Interactions between humanity and the natural world often lie at the heart of Sydney-born, Hobart-based artist and printmaker Helen Wright’s work, which features in Real worlds: Dobell Australian Drawing Biennial 2020.
‘I’m delighted to be part of the biennial, as it celebrates the strength and inventive possibilities of drawing within contemporary art practice,’ Wright says. ‘I’m also grateful for the opportunity to exhibit in such a respected institution as it has allowed me to work on a monumental scale and in great depth.’ The following are works Wright has chosen from the Gallery’s collection that resonate with her own practice.
Aida Tomescu Seria Unu I-IV
This authoritative series of abstract aquatint prints delivers a quality of raw power that is made possible only when the deep ‘gutsy’ blackness of ink is pressed into dampened receptive paper with considerable pressure. I respond to this series instinctively and because the primal sensibility delivered in these works is so forthright that they can’t be dismissed or forgotten. Yet there are also some gentle and lyrical qualities. Aida Tomescu’s command of both the medium and the process of drawing allows this range of responses to coexist.
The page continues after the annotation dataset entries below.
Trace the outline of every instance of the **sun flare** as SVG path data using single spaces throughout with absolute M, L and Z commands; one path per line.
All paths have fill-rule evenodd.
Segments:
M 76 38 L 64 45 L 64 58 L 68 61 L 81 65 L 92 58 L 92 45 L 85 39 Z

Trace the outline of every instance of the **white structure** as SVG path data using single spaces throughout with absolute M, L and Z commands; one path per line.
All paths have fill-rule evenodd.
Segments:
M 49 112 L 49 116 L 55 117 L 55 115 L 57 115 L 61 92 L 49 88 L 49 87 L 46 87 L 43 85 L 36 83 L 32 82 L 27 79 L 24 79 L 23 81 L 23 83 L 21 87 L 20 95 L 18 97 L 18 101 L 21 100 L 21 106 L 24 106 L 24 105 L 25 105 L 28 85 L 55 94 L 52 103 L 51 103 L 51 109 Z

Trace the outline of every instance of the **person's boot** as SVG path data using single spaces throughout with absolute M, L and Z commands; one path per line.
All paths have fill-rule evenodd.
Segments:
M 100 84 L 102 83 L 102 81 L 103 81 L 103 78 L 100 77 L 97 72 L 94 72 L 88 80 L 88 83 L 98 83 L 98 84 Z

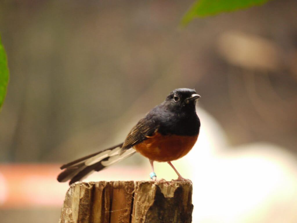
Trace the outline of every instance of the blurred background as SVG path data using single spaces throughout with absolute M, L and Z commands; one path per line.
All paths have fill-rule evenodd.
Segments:
M 2 223 L 58 222 L 68 188 L 59 166 L 121 142 L 179 87 L 202 96 L 197 143 L 173 162 L 193 182 L 193 222 L 297 222 L 297 1 L 181 28 L 192 2 L 0 2 L 11 74 Z M 167 166 L 158 176 L 177 178 Z M 146 180 L 150 170 L 137 154 L 86 180 Z

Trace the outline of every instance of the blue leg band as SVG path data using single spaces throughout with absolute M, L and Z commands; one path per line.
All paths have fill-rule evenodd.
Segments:
M 153 179 L 153 178 L 154 177 L 157 177 L 157 175 L 156 175 L 156 173 L 154 172 L 152 172 L 149 174 L 149 176 L 151 177 L 151 179 Z

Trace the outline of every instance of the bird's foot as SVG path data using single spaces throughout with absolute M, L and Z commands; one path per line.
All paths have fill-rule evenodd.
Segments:
M 188 182 L 191 183 L 191 184 L 193 184 L 192 181 L 190 180 L 186 179 L 181 176 L 178 177 L 178 178 L 176 180 L 173 180 L 171 181 L 182 181 L 184 182 Z

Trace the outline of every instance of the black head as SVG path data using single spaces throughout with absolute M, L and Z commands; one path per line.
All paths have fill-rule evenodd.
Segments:
M 170 110 L 194 109 L 197 100 L 200 97 L 194 89 L 178 88 L 169 94 L 164 102 Z

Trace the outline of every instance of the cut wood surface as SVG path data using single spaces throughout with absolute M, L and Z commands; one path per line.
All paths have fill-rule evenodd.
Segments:
M 66 193 L 59 223 L 188 223 L 192 185 L 181 181 L 79 182 Z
The series is so completely different from my own printmaking but, within the journey of a practice, often it is the works outside your comfort zone that resonate in the longer term and such is the case in this instance.
Robert Klippel Philadelphia
All Robert Klippel’s collages fascinate and inspire me. Many are small worlds intricately and obsessively constructed from the familiar and the everyday. There’s no hierarchy of importance, just an open-ended response to what may emerge spatially by chance when the cut-and-paste process dislodges recognisable object fragments from their original sources.
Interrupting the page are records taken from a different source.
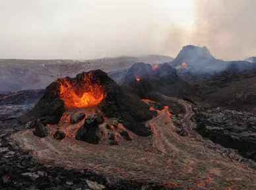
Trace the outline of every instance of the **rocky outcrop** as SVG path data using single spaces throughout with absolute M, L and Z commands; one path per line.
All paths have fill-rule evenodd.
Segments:
M 79 111 L 75 113 L 73 115 L 70 116 L 70 123 L 71 123 L 71 124 L 77 123 L 84 119 L 84 117 L 85 113 L 84 112 Z
M 203 137 L 256 161 L 256 115 L 220 108 L 194 110 L 197 131 Z
M 54 135 L 53 138 L 57 140 L 62 140 L 66 137 L 66 133 L 62 131 L 57 131 Z
M 84 120 L 84 125 L 77 131 L 75 135 L 76 139 L 91 144 L 98 144 L 100 140 L 98 125 L 102 122 L 103 121 L 100 117 L 97 116 L 97 114 L 88 116 Z
M 22 122 L 26 123 L 40 119 L 45 125 L 59 123 L 66 111 L 65 102 L 60 96 L 62 86 L 66 86 L 65 82 L 74 88 L 72 92 L 76 93 L 79 97 L 87 90 L 84 87 L 86 82 L 103 86 L 104 98 L 98 104 L 98 110 L 108 117 L 123 120 L 123 125 L 138 135 L 145 137 L 151 134 L 150 129 L 146 127 L 144 123 L 153 116 L 149 110 L 149 106 L 141 101 L 137 94 L 123 90 L 107 73 L 101 70 L 83 72 L 77 75 L 75 78 L 65 77 L 52 82 L 46 88 L 44 96 L 34 108 L 20 118 Z M 73 119 L 71 120 L 74 123 L 78 118 Z M 103 118 L 98 119 L 103 120 Z

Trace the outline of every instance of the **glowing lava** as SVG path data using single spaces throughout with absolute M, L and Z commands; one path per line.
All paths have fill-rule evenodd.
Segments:
M 85 75 L 79 82 L 67 79 L 56 82 L 60 84 L 59 95 L 66 108 L 96 106 L 104 98 L 104 86 L 93 80 L 91 75 Z
M 153 67 L 152 67 L 153 70 L 156 70 L 157 68 L 158 68 L 158 65 L 157 65 L 157 64 L 153 65 Z

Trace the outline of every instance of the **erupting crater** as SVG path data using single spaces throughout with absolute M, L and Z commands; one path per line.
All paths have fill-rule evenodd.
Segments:
M 92 73 L 82 75 L 79 82 L 71 78 L 56 80 L 59 84 L 59 95 L 65 108 L 85 108 L 96 106 L 104 98 L 104 87 L 92 77 Z

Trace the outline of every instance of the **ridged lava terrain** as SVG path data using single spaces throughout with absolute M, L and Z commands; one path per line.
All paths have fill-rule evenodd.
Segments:
M 187 46 L 177 69 L 138 63 L 0 94 L 1 189 L 256 189 L 254 65 L 199 77 L 202 59 L 222 63 Z

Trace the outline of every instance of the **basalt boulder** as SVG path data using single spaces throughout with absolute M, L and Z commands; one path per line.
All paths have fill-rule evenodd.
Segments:
M 149 110 L 150 106 L 143 102 L 137 94 L 127 93 L 101 70 L 83 72 L 75 78 L 65 77 L 56 80 L 46 88 L 44 96 L 21 120 L 24 124 L 38 119 L 44 120 L 44 125 L 57 124 L 63 114 L 69 109 L 67 106 L 70 106 L 67 102 L 70 103 L 69 96 L 71 92 L 80 98 L 92 86 L 100 86 L 102 100 L 98 104 L 97 108 L 106 117 L 120 118 L 123 120 L 125 127 L 138 135 L 151 134 L 150 129 L 144 127 L 144 122 L 153 116 Z M 72 92 L 69 91 L 71 90 L 70 89 Z M 65 98 L 61 96 L 63 94 L 66 95 Z M 102 117 L 99 119 L 102 120 Z
M 256 117 L 235 110 L 195 108 L 193 116 L 197 131 L 223 146 L 234 148 L 243 156 L 256 161 Z
M 62 131 L 57 131 L 54 135 L 53 138 L 57 140 L 62 140 L 66 137 L 66 133 Z
M 84 120 L 84 123 L 77 131 L 75 139 L 90 144 L 98 144 L 100 140 L 99 134 L 99 121 L 97 115 L 92 114 Z
M 77 123 L 84 119 L 84 117 L 85 113 L 84 112 L 79 111 L 75 113 L 73 115 L 70 116 L 70 123 L 71 123 L 71 124 Z

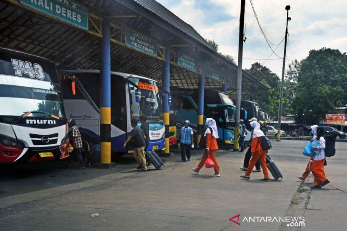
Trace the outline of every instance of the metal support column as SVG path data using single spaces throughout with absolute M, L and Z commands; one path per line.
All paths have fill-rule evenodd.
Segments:
M 224 80 L 224 83 L 222 85 L 222 91 L 226 93 L 228 91 L 228 80 L 226 78 Z
M 164 62 L 164 73 L 163 75 L 163 87 L 168 92 L 170 92 L 170 46 L 165 47 L 165 61 Z M 163 117 L 165 125 L 165 149 L 164 153 L 170 151 L 170 107 L 169 106 L 168 96 L 167 94 L 164 96 L 164 107 L 163 108 Z
M 111 44 L 109 19 L 103 19 L 100 48 L 100 162 L 111 163 Z
M 205 69 L 201 66 L 201 75 L 199 79 L 199 93 L 197 105 L 197 134 L 196 136 L 196 145 L 199 146 L 199 142 L 201 135 L 204 132 L 204 97 L 205 94 Z

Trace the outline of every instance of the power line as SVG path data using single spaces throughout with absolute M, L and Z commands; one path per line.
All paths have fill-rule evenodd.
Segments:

This photomontage of metallic junkyard scraps celebrates the inventive possibilities of collage. Such an uninhibited exploration as a way of working has significant affinity with my own thinking and image making, especially my Scrapstack series of drawings, examples of which appear in Real worlds. Philadelphia’s energy swings between unstable logic and spatial displacement, only to re-emerge, astonishingly, as a rhythmical unity of rise
and fall.
Zhang Xiaogang The boy who sticks out his tongue
In 1977, a year after the death of Chairman Mao, I visited China with a group of staff and students from the Tasmanian School of Art. The official uniformity, regimentation and enforced distance inherent in our chaperoned interactions with very few Chinese people left a lasting impression. So, when I first saw this painting, I gasped. Its cinematic scale and the haunting, fog-like subtlety of the blurred background brought back the sense of imposed disconnection I had felt as I stared at others through windows in 1977. Puzzled groups of Chinese people stared back and they no doubt saw us as equally unknowable. For me, the painting captures this quality. He is so human but also so other-worldly. All this is made especially confronting by the boy’s childlike act of defiance as he sticks out his tongue. It’s a gesture of his nonconformity and individuality reinforced by the small pink stain on the boy’s cheek, that I interpret as a birthmark.
Anne Judell Mute
Mute is a mesmerising mix of graphite, pastel and charcoal. These are all materials that individually produce such seductive surfaces that their working together within this one image and with such sensitivity is hard to forget. I use the word ‘seductive’ because this artwork holds one’s attention and draws you in. Its overlapping folds might be layers of diaphanous chiffon or even moonlight on layers of an iced rock face. Wherever this work transports you to, you want to keep looking and you can’t be distracted. The drawing is so nuanced that your eye travels in through and back across the work simultaneously, as if there’s no escape. In a world that’s overwhelmingly oversaturated with white noise, the silence and the stillness of this work is a visual tonic.